The history of religion on the American frontier (or in places that had only recently enjoyed frontier status) is the phenomenon of “too much, too soon.” Uncertain where their flocks might settle and stabilize in numbers sufficient to warrant a place of worship and resident clergy, they cast their nets wide, using temporary, often borrowed, quarters such as courtrooms or lodge meeting halls above the general store.
The pattern had been established by Francis Asbury, one of the first two bishops of the Methodist denomination in the United States. Asbury (for whom many Methodist churches have been named, including the one in Agincourt, Iowa) set the record of more than 300,000 miles on horseback carrying the Gospel to any who would hear — and many who wouldn’t, had his spirit been anything less than indomitable.
The current Methodist facility in Agincourt was designed and built circa 1920, among the last of the true Akron-Auditorium church buildings that have fascinated me for more than forty years and about which I hope to write a book. That would have been preceded by at least one, possibly two, earlier church structures. The first, no doubt, came from a pattern book as was published by the denomination; the second, from the collaborative mind of building committee and local building talent — often with mixed results.
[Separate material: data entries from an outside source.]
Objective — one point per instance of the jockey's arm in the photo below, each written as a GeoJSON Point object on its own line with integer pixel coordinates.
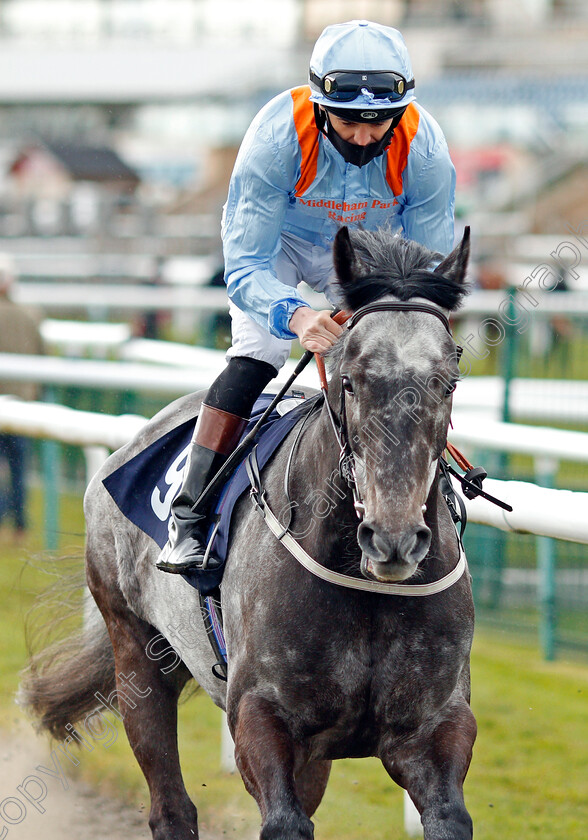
{"type": "Point", "coordinates": [427, 216]}
{"type": "Point", "coordinates": [253, 219]}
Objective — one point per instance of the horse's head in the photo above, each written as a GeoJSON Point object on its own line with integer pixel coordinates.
{"type": "Point", "coordinates": [393, 374]}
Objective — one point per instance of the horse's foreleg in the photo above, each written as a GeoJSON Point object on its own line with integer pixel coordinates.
{"type": "Point", "coordinates": [311, 784]}
{"type": "Point", "coordinates": [147, 700]}
{"type": "Point", "coordinates": [267, 759]}
{"type": "Point", "coordinates": [432, 768]}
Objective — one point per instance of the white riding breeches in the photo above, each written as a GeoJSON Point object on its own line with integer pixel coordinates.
{"type": "Point", "coordinates": [297, 261]}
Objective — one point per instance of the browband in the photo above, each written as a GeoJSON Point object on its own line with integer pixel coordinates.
{"type": "Point", "coordinates": [401, 305]}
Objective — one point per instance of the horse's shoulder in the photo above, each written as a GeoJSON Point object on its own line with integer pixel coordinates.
{"type": "Point", "coordinates": [169, 418]}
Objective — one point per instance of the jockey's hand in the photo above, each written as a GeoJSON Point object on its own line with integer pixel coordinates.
{"type": "Point", "coordinates": [316, 331]}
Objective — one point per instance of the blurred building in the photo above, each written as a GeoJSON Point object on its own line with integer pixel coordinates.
{"type": "Point", "coordinates": [173, 85]}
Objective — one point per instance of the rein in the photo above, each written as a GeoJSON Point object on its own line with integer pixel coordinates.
{"type": "Point", "coordinates": [347, 471]}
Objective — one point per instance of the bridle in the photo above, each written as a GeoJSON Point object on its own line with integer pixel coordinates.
{"type": "Point", "coordinates": [347, 468]}
{"type": "Point", "coordinates": [338, 421]}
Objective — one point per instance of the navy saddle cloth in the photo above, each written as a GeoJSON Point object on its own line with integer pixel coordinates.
{"type": "Point", "coordinates": [145, 486]}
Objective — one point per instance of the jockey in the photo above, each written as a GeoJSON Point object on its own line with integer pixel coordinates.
{"type": "Point", "coordinates": [351, 148]}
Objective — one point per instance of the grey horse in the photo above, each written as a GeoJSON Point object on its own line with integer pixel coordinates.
{"type": "Point", "coordinates": [364, 654]}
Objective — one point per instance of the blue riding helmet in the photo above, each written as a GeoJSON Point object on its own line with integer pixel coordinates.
{"type": "Point", "coordinates": [359, 65]}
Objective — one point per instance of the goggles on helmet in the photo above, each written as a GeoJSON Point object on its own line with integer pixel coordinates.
{"type": "Point", "coordinates": [346, 85]}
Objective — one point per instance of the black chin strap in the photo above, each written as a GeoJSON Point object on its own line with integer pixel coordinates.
{"type": "Point", "coordinates": [351, 153]}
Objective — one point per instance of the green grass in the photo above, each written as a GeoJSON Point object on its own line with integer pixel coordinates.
{"type": "Point", "coordinates": [528, 777]}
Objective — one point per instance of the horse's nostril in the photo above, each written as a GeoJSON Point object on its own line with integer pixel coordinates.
{"type": "Point", "coordinates": [411, 547]}
{"type": "Point", "coordinates": [414, 547]}
{"type": "Point", "coordinates": [372, 543]}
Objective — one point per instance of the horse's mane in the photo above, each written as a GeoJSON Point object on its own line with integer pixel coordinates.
{"type": "Point", "coordinates": [388, 264]}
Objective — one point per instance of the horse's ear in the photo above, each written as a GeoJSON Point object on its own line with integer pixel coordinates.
{"type": "Point", "coordinates": [456, 263]}
{"type": "Point", "coordinates": [344, 259]}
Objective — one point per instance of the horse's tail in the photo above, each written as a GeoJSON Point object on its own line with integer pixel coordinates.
{"type": "Point", "coordinates": [60, 683]}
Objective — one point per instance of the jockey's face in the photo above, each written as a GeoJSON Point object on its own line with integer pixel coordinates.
{"type": "Point", "coordinates": [359, 134]}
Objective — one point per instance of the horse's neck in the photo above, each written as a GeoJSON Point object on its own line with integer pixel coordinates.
{"type": "Point", "coordinates": [317, 487]}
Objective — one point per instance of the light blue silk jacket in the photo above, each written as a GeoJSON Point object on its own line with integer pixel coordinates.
{"type": "Point", "coordinates": [264, 219]}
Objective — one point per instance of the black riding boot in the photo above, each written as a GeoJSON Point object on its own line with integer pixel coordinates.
{"type": "Point", "coordinates": [218, 430]}
{"type": "Point", "coordinates": [216, 435]}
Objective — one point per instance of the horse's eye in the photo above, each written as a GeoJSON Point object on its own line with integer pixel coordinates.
{"type": "Point", "coordinates": [347, 386]}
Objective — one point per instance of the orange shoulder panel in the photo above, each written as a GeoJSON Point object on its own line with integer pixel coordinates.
{"type": "Point", "coordinates": [308, 137]}
{"type": "Point", "coordinates": [400, 147]}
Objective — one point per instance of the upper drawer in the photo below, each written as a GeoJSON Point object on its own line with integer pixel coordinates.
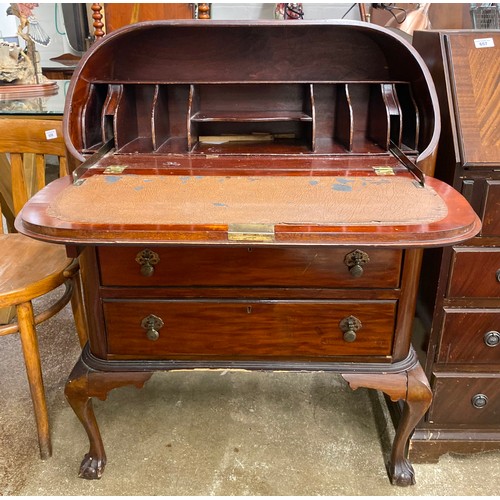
{"type": "Point", "coordinates": [475, 272]}
{"type": "Point", "coordinates": [465, 399]}
{"type": "Point", "coordinates": [470, 336]}
{"type": "Point", "coordinates": [249, 266]}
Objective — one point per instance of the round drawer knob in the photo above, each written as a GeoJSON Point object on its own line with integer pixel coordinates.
{"type": "Point", "coordinates": [349, 326]}
{"type": "Point", "coordinates": [355, 261]}
{"type": "Point", "coordinates": [147, 259]}
{"type": "Point", "coordinates": [152, 325]}
{"type": "Point", "coordinates": [491, 339]}
{"type": "Point", "coordinates": [479, 400]}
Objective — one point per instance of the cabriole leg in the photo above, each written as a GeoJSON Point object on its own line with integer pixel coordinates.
{"type": "Point", "coordinates": [83, 384]}
{"type": "Point", "coordinates": [413, 388]}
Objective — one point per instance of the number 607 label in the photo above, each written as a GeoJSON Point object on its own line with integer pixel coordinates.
{"type": "Point", "coordinates": [482, 43]}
The Rev Candice Varenhorst is the current pastor at Asbury UMC. Who her predecessors were I can’t yet say (but you know I will) but I can assure you that they rode circuit to communities within a reasonable radius of Agincourt, in the hope of established a congregation sufficient to support a building and eventually its own resident clergy. This postcard view of a storefront Methodist church in upstate New York could easily have been in some hamlet a few miles from the “mother church.” With a little photoshopping, I think this can become the icon for riding the circuit.